We also see that no measurements can be found towards the North of the stations, this is because no GNSS satellites go over this area of the sky.
Finally, to the West, measurements are missing below elevations of about 20°. This is because the surrounding terrain and the mountains are cutting off the line of sight to the satellite.
Plotting observation points as time series
mySV = 'E03'
# get all sites as list
station_names = df.index.get_level_values('Station').unique()
fig, ax = plt.subplots(1,figsize=(10,5))
for i, iname in enumerate(station_names):
# subset the dataset
subdf = df.xs(iname,level='Station').xs(mySV,level='SV')
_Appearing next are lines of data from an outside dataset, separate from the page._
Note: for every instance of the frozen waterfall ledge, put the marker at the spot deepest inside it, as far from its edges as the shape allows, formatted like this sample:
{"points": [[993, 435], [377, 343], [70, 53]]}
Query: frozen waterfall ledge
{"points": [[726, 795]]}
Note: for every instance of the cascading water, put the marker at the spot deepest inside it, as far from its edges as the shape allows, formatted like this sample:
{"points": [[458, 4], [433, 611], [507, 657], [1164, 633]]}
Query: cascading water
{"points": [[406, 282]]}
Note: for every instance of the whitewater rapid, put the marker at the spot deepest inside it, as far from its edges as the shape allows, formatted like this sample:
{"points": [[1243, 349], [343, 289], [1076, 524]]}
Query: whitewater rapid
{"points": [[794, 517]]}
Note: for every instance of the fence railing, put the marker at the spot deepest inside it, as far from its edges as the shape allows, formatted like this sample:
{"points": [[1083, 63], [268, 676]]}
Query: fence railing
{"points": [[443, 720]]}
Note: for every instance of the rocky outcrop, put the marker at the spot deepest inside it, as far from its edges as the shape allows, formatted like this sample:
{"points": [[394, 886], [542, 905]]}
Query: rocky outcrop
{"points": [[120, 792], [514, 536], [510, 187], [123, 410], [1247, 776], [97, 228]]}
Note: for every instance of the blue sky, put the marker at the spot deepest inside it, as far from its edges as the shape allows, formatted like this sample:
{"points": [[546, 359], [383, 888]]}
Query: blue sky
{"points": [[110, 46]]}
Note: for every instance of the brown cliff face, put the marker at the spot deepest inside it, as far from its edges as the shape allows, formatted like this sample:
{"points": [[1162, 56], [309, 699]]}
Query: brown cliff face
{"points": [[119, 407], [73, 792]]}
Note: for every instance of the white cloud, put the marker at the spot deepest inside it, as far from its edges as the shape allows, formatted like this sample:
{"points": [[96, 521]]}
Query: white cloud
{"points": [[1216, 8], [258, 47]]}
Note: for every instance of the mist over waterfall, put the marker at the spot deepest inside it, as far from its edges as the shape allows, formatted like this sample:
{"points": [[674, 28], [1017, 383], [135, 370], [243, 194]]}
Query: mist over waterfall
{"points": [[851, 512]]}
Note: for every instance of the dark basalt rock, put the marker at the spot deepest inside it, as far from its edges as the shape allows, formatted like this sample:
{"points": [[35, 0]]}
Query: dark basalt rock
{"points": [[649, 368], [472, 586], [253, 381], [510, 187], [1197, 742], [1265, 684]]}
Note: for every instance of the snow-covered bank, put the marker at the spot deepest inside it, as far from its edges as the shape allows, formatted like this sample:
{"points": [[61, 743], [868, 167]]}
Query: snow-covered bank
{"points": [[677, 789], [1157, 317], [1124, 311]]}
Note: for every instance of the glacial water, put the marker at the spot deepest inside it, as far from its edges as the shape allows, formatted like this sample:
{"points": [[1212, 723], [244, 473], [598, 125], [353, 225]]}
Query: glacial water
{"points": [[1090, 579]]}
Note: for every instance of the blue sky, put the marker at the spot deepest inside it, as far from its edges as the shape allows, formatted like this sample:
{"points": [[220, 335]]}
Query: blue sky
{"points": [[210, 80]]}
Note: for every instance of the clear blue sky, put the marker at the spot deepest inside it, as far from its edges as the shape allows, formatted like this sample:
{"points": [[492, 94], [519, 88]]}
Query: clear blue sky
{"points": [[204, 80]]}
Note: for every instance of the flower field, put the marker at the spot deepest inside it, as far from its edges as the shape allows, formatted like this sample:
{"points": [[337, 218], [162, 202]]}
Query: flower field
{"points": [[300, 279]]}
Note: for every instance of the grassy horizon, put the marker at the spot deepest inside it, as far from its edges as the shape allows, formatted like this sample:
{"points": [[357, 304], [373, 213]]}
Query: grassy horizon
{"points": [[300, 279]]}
# plot each measurement and color by signal to noise ratio
hs = ax.plot(subdf.index.get_level_values('Epoch'),subdf.S1,label=iname)
myFmt = mdates.DateFormatter('%H:%M')
ax.xaxis.set_major_formatter(myFmt)
ax.set_ylabel('SNR (L1)')
ax.legend()
plt.title(mySV)
Text(0.5, 1.0, 'E03')
Here we see several interesting features. In the beginning, the SNR of the clear-sky antenna (Dav2_Twr) increases over time as the satellite gets closer to the zenith, then starts to decrease after passing zenith.
We also observe oscillations of the clear-sky signal. These are likely the result of ground multipath reflections. The ground reflected signal reaches the receiver with a delay, causing an either constructive (signal enhancement) or destructive (signal attenuation) interference, in alternance as the satellite rises in the sky.
Finally, we see that the signal is severely attenuated at the subcanopy site, as the satellite is obscured by more or less dense parts of the canopy. Around 00:00-02:00 the satellite likely was moving through a gap in the canopy and the signal strength is more or less the same at the two receivers.
Geostationary satellites
Some of the logged satellites are geostationary (meaning they stay in the same spot in the sky) and have an “S” as prefix. These are satellites of the regional Satellite-based Augmentation Systems (SBAS), here the European Geostationary Navigation Overlay Service (EGNOS). These satellites broadcast correction information calculated in real time, which improves positioning (if your GNSS receiver has the ability to receive it).
As they have a fixed position in the sky, they do not sample the whole canopy. As a result, their signals are much more constant over time.
mySV = ['S23','S36']
# get all sites as list
station_names = df.index.get_level_values('Station').unique()
fig, ax = plt.subplots(len(mySV),figsize=(10,10))
for isv, svname in enumerate(mySV):
for i, iname in enumerate(station_names):
# subset the dataset
subdf = df.xs(iname,level='Station').xs(svname,level='SV')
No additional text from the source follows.